The proposed data address-based shuffle mechanism can encounter data consistency risks due to the reliance on SSD-based caching for high-speed shuffle operations, particularly in e-government systems where data integrity is paramount. To mitigate these risks, the study advocates the use of hash-based integrity checks, such as MD5 checksums, applied to address information files during transmission and storage, ensuring that any corruption in pointers—essential for accurate data retrieval—is promptly detected. Additionally, the Hadoop Distributed File System’s (HDFS) replication strategy, maintaining a default replication factor of three, ensures that shuffle data and address files are redundantly stored across multiple SSDs, safeguarding against inconsistencies caused by caching errors. This approach, aligned with best practices outlined by²³, is critical for e-government applications handling sensitive datasets, such as citizen registries or financial transactions, where even minor inconsistencies could undermine trust and operational reliability. To address fault tolerance, particularly SSD failures, the study leverages Hadoop’s robust resilience mechanisms alongside optimized I/O strategies to ensure continuous operation in e-government environments. HDFS’s rack-awareness and replica placement policies distribute shuffle data and address files across physically distinct nodes, maintaining high availability even in the event of SSD failures.
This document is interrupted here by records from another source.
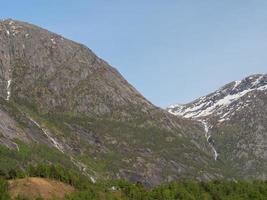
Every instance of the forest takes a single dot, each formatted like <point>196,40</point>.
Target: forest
<point>123,190</point>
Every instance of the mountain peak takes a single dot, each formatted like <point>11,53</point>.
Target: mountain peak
<point>223,101</point>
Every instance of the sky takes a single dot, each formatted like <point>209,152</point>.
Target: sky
<point>172,51</point>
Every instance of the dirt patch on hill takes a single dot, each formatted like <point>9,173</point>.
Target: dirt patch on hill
<point>39,187</point>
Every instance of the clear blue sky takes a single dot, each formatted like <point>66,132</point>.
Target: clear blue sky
<point>172,51</point>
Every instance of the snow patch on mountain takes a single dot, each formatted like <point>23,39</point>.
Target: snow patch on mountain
<point>222,102</point>
<point>209,138</point>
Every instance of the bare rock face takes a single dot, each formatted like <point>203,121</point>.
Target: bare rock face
<point>57,95</point>
<point>52,72</point>
<point>236,121</point>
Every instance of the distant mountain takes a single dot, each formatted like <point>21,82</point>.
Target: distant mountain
<point>60,103</point>
<point>235,120</point>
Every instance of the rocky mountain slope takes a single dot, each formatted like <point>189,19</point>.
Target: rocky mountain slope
<point>235,120</point>
<point>61,104</point>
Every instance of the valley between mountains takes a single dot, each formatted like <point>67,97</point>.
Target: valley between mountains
<point>61,104</point>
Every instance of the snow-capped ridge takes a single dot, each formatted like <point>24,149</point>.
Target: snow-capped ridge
<point>223,101</point>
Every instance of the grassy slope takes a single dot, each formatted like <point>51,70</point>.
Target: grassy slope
<point>39,187</point>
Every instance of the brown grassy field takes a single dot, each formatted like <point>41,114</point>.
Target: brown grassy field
<point>39,187</point>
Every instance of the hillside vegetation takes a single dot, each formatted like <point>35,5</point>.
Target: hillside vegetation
<point>27,188</point>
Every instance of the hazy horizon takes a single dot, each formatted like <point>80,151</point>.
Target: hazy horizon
<point>172,52</point>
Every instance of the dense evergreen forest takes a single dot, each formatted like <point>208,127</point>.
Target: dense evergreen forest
<point>123,190</point>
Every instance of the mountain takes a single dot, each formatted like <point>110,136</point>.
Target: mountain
<point>235,120</point>
<point>61,104</point>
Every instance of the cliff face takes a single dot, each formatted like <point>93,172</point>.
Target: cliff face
<point>235,117</point>
<point>60,103</point>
Conversely, transitioning from a hybrid SSD + HDD storage setup, where SSDs cache frequently accessed data and HDDs handle bulk storage, to a full SSD storage configuration could aldo yield performance improvements, primarily due to the elimination of HDD-related bottlenecks in e-government Hadoop MapReduce clusters. In the hybrid setup, I/O performance is constrained by HDDs’ slower sequential read/write speeds (100 MB/s versus 550 MB/s for SATA SSDs) and higher latency (5–10 ms versus 0.1 ms for SSDs), particularly during shuffle phases involving large, infrequently accessed datasets. A full SSD setup leverages uniform high-throughput access across all data, reducing shuffle phase latency by an estimated 20–30% for I/O-intensive workloads like Terasort, as SSDs eliminate mechanical seek times and support concurrent random access. This is supported by²², who report up to 25% faster job completion times in SSD-only clusters for data-intensive tasks. Additionally, full SSD setups reduce network congestion by 15–20% by streamlining data retrieval, as all key-value pairs are accessed at SSD speeds, enhancing overall job execution efficiency by approximately 15–25% for e-government applications processing citizen registries or financial transactions.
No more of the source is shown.